Außenministerin Annalena Baerbock sprach am Dienstag mit ihrem chinesischen Amtskollegen über das Thema. In einem schon länger anberaumten Videotelefonat habe die Grünen-Politikerin auch die »schockierenden Berichte und neuen Dokumentationen über schwerste Menschenrechtsverletzungen in Xinjiang« thematisiert, heißt es aus dem Auswärtigen Amt. Die Grünenpolitikerin fordere eine »transparente Aufklärung der Vorwürfe«.
In einer Pressekonferenz wählte Baerbock klare Worte. »Jeder, der diese Bilder sieht, dem läuft es eiskalt den Rücken herunter. Diese Bilder sind verstörend und erschreckend«, sagte sie. »Und sie untermauern das, was ja seit Längerem bereits im Raum stand, nämlich dass in Xinjiang schwerste Menschenrechtsverletzungen begangen werden.«

Außenministerin Annalena Baerbock
Foto: JANIS LAIZANS / REUTERSAuch an anderen Stellen hofft man, dass China nun Transparenz schafft. Die Uno-Menschenrechtskommissarin Michelle Bachelet ist diese Woche zu einer Reise durch die Volksrepublik aufgebrochen. Bachelet will auch die Region Xinjiang besuchen, um sich ein Bild von der Situation der Uiguren zu machen. Dieser Besuch sei eine Chance, dass die Menschenrechtslage in China »die nötige Aufmerksamkeit bekommt«, sagte die stellvertretende SPD-Fraktionsvorsitzende Gabriela Heinrich dem SPIEGEL. »Es sollte in Chinas Interesse sein, dass die UN-Menschenrechtskommissarin ungehinderten Zugang erhält, um alle nötigen Informationen einzuholen.«
Gesetz gegen Produkte aus Zwangsarbeit
Ähnlich klingt der Linkenpolitiker Wulf Gallert, Vizepräsident im Landtag von Sachsen-Anhalt. Die Belege für schwere Menschenrechtsverletzungen gegen Uiguren seien »immer stichhaltiger« und könnten »nur durch maximale Transparenz der chinesischen Regierung selbst« widerlegt werden.
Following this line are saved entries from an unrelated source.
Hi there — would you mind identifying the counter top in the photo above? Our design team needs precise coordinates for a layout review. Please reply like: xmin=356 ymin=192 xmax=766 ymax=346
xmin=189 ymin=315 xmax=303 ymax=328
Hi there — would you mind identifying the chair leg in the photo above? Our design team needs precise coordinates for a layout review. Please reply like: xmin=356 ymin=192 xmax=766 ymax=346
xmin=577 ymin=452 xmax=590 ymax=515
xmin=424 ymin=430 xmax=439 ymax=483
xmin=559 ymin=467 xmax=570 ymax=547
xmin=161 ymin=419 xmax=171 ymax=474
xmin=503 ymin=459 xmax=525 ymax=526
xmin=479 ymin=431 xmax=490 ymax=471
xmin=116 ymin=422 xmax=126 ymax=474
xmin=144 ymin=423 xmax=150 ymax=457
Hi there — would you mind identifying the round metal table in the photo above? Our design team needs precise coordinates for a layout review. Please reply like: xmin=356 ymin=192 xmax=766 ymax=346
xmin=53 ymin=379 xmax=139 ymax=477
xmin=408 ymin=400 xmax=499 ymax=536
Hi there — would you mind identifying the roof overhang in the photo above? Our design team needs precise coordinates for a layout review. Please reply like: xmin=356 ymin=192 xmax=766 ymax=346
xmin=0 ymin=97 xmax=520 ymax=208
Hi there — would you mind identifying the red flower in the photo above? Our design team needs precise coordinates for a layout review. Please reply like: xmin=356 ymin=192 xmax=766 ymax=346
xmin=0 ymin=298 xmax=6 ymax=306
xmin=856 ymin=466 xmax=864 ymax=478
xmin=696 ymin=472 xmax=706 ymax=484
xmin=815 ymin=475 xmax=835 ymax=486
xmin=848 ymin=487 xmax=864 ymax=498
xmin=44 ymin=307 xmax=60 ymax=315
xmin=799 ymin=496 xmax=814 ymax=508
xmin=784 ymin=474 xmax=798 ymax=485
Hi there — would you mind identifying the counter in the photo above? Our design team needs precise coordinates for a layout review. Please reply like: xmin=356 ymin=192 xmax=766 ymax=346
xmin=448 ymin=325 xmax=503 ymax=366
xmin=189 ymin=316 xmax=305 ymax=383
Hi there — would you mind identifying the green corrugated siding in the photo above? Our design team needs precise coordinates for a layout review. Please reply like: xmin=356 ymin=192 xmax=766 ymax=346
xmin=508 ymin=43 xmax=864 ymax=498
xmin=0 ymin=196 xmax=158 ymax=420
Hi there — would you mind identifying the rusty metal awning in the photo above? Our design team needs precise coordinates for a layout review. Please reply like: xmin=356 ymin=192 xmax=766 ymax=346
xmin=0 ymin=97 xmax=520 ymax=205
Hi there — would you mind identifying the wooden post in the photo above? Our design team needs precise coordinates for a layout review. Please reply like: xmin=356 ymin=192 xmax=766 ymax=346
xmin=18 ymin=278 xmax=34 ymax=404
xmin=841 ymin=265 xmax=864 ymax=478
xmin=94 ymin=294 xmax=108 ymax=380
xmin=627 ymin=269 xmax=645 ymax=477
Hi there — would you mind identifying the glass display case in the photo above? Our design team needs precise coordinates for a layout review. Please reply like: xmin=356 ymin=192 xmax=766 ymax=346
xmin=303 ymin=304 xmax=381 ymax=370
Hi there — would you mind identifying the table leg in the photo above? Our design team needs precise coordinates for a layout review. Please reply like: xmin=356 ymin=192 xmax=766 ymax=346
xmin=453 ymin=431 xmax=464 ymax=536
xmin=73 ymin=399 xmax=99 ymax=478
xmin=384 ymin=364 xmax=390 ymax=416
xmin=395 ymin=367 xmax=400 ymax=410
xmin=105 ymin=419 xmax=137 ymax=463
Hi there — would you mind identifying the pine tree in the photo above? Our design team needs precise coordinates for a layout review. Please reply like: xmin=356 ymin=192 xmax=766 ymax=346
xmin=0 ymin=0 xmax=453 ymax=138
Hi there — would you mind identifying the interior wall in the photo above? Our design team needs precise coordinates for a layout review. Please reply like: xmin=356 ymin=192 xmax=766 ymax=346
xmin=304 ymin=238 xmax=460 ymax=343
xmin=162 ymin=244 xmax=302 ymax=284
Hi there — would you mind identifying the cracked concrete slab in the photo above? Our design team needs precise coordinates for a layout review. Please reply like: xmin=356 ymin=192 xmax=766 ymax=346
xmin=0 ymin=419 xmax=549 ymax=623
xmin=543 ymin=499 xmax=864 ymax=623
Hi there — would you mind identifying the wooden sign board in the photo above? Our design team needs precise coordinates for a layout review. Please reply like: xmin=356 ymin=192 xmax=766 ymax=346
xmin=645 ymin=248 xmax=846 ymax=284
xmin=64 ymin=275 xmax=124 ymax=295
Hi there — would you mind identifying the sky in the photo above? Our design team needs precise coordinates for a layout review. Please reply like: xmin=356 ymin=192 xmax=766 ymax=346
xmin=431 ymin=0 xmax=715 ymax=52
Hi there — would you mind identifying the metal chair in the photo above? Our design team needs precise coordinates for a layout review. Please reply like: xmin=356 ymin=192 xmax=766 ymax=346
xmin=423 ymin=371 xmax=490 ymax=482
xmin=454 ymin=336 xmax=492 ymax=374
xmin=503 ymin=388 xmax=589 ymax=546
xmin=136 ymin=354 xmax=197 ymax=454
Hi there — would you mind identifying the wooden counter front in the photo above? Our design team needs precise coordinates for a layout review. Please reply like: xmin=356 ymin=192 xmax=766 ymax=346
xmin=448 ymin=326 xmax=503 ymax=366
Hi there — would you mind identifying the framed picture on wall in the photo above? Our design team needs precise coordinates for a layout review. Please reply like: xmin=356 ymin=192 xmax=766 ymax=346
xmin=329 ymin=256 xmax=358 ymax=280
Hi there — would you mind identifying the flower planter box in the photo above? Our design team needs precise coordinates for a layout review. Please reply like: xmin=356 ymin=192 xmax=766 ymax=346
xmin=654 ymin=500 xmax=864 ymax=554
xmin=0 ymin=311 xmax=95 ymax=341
Doch wie viel Transparenz ist von China wirklich zu erwarten? Die chinesische Regierung behauptet bis heute, bei den Internierungslagern handle es sich um berufliche Fortbildungseinrichtungen, deren Ziele die Armutsbekämpfung und der Kampf gegen extremistisches Gedankengut seien; der Aufenthalt in den Lagern sei freiwillig. Es gilt daher als unwahrscheinlich, dass China der Uno-Kommissarin Bachelet ermöglichen wird, sich ein unabhängiges Bild der Lage zu machen.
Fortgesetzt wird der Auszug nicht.